May 1 is also the deadline for a call-for-submissions from Lethe Press for “The Decadents,” historical gay-male stories. I don’t often write about male-on-male, but I discovered the thinly-disguised gay sensibility of Oscar Wilde as a teenager, and loved it. I had a good (IMO) idea several months ago for a story based on the actual acquisition by the British Museum of a large fragment of a statue of Pharaoh Ramses II (also called Ozymandias, his Greek name) in 1816. (This event inspired Percy Shelley to write a sonnet.) I haven’t had time to write this story, though I still have the notes.

And I’m still coughing like a hag, which is an unflattering term for women of my vintage.

Last week, I was diagnosed by a doctor with Influenza B, which kept me in bed, exhausted, while the secretary of the English Department supervised one of my exams. I’m feeling better now, but the tickle in my lungs won’t go away.

So far, I’ve discovered two plagiarists among my students. The standard protocol is to send proof of the plagiarism to the Associate Dean, who hands down a sentence (usually a grade of 0 for the essay). Today I have to bring the second student’s essay and the book review he plagiarized to the relevant office.

At the other extreme, I had a small, intimate class of talented young writers for Expository Prose (non-fiction) in the Creative Writing program. As much as I enjoyed their company, their work is demanding in its own way. They wrote a lot, and they deserve more advanced editing than do the unwilling first-year students who hated having to write anything. I’m tempted just to give all the creative writing students top marks and say “Excellent!” on all their essays (files), but this would be unfair to those who want to know how they could improve – and I think all ten of them do.

The creative writing class had a workshop format, so they all critiqued each other’s work.
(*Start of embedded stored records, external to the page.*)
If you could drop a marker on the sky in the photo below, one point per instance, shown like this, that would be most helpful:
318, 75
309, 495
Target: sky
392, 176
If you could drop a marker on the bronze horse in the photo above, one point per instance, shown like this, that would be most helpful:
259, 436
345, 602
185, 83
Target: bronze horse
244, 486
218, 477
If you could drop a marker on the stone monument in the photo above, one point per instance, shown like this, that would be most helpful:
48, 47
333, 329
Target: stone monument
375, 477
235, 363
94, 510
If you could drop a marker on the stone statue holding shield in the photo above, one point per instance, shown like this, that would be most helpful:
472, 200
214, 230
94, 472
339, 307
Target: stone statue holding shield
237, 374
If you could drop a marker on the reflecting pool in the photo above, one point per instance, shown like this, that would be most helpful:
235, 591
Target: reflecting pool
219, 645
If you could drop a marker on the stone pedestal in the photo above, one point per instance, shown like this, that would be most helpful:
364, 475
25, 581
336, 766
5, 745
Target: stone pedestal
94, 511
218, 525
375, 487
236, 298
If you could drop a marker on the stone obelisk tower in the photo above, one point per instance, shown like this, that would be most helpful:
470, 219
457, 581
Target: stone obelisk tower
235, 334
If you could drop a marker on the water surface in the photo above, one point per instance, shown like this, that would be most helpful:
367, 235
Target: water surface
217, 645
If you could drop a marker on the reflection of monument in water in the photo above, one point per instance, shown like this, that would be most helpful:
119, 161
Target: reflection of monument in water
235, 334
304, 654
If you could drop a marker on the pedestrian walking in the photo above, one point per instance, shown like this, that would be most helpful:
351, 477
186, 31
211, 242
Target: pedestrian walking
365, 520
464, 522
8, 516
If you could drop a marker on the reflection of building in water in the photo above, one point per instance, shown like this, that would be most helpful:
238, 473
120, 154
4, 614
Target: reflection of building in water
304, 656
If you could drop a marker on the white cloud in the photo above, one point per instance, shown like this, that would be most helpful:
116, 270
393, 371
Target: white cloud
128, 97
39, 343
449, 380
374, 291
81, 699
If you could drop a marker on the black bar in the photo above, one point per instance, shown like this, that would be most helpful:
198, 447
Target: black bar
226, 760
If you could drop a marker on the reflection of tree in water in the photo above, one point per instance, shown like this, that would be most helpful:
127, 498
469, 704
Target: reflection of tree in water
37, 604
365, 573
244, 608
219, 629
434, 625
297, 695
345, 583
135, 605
So I already know that one of the major projects is by a disabled student who wrote about contemplating suicide, regularly, in his teens, and why he ultimately decided not to do it. This piece is emotionally demanding.

Thank the Goddess (or Whomever), I have no classes scheduled for the spring or summer, though the head of the English Department is following the advice of a Dean in “volunteering” me for more committee work because apparently I don’t do enough for the university!